Summary of TIBP- and LWP-specific and predominant SNPs. (A) A Venn diagram illustrating the overlap of genes among candidate genes, DEGs, and DEPs; (B) and (C) the chromosomal distribution of TIBP- and LWP-specific and predominant SNPs found within DEGs and DEPs; and (D)–(G) the counts of SNPs with ΔAF ranging from 0.5 to 1.0 for TIBP- and LWP-specific and predominant SNPs harbored by DEGs and DEPs. TIBP, Tibetan pig; LWP, Large White pig; SNPs, single nucleotide polymorphism; DEGs, differentially expressed genes; DEPs, differentially expressed proteins; AF, allele frequency differences.

Investigation of SNPs in DEGs related to skeletal muscle development

We conducted a GO enrichment analysis of the overlapping DEGs to investigate SNPs present in the DEGs associated with skeletal muscle growth. This analysis revealed that 3,499 overlapping genes were significantly enriched in 1,481 biological processes, 246 cell components, and 151 molecular functions (Supplementary Table S1). Focusing specifically on skeletal muscle development, a type of striated muscle, we focused on the biological processes relevant to this area. We identified seven striated muscle biological process-related GO terms, encompassing striated muscle cell differentiation, development, tissue development, contraction, adaptation, hypertrophy, and negative regulation of muscle contraction. Among these categories, 145 genes were identified, including a significant number of SNPs: 5,983 TIBP-specific and 16,894 predominant SNPs, along with 433 LWP-specific and 7,072 predominant SNPs (Supplementary Table S2). These SNPs were classified into 13 distinct types, including missense, synonymous, 5′ prime untranslated regions (UTR), and 3′ prime UTR variations. The majority of these SNP were variations in the intronic region, accounting for 66.2% of the total. Supplementary Table S3 presents a detailed breakdown of each SNP type, providing a thorough understanding of the SNP landscape in DEGs associated with skeletal muscle development.

We identified 145 genes, including two members of the MRF family (MYF5 and MYF6) and three main members of the MEF family (MEF2A, MEF2C, and MEF2D), which are key to skeletal muscle development.

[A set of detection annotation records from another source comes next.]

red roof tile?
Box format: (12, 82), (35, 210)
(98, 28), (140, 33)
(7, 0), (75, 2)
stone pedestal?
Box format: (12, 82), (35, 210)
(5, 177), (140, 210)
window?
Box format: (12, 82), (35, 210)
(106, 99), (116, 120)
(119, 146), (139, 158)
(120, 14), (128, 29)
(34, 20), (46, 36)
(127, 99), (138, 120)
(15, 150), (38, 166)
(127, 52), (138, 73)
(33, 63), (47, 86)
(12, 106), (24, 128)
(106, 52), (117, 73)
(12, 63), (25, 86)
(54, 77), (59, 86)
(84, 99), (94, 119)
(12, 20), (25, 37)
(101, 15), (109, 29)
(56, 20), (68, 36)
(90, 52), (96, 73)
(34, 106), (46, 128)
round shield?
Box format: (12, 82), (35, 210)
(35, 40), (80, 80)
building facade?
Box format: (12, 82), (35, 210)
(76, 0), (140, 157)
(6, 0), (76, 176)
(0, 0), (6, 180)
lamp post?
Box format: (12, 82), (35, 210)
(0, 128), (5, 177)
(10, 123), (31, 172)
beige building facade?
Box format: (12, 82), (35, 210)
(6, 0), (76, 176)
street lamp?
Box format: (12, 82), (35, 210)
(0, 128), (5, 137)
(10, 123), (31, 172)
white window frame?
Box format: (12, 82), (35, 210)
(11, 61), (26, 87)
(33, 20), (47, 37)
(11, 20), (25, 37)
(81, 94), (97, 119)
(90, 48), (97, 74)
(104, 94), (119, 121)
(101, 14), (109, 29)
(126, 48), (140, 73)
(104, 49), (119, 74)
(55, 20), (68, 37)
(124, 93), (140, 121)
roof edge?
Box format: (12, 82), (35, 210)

Additionally, genes such as MSTN, which act as negative regulators of muscle development, were identified. SNPs located in the exonic, splice, and regulatory regions, including synonymous, missense, splice region, 3′ prime UTR, and 5′ prime UTR, as well as downstream and upstream variations, can significantly influence gene structure and function. Breed-specific SNPs are crucial in defining breed-specific traits. Therefore, we focused on genes containing TIBP-specific SNPs in regulatory and/or coding regions, especially those with allele frequencies exceeding 0.80. This led to the discovery of several genes harboring multiple regulatory and/or coding region TIBP-specific SNPs with allele frequencies greater than 0.8. Table 1 presents detailed information on these SNPs. The genes identified include MYF5, MYOF, and ASB2 (implicated in striated muscle cell differentiation); PDE9A (associated with striated muscle hypertrophy); SDC1, PDGFRA, MYOM2, ACVR1, and ZIC3 (involved in striated muscle cell development); COL11A1, TGFBR1, EDNRA, and TGFB2 (contributing to striated muscle tissue development); PDE4D, PGAM2, GRK2, and SCN4B (related to striated muscle contraction); and CACNA1S and MYL4 (associated with striated muscle adaptation).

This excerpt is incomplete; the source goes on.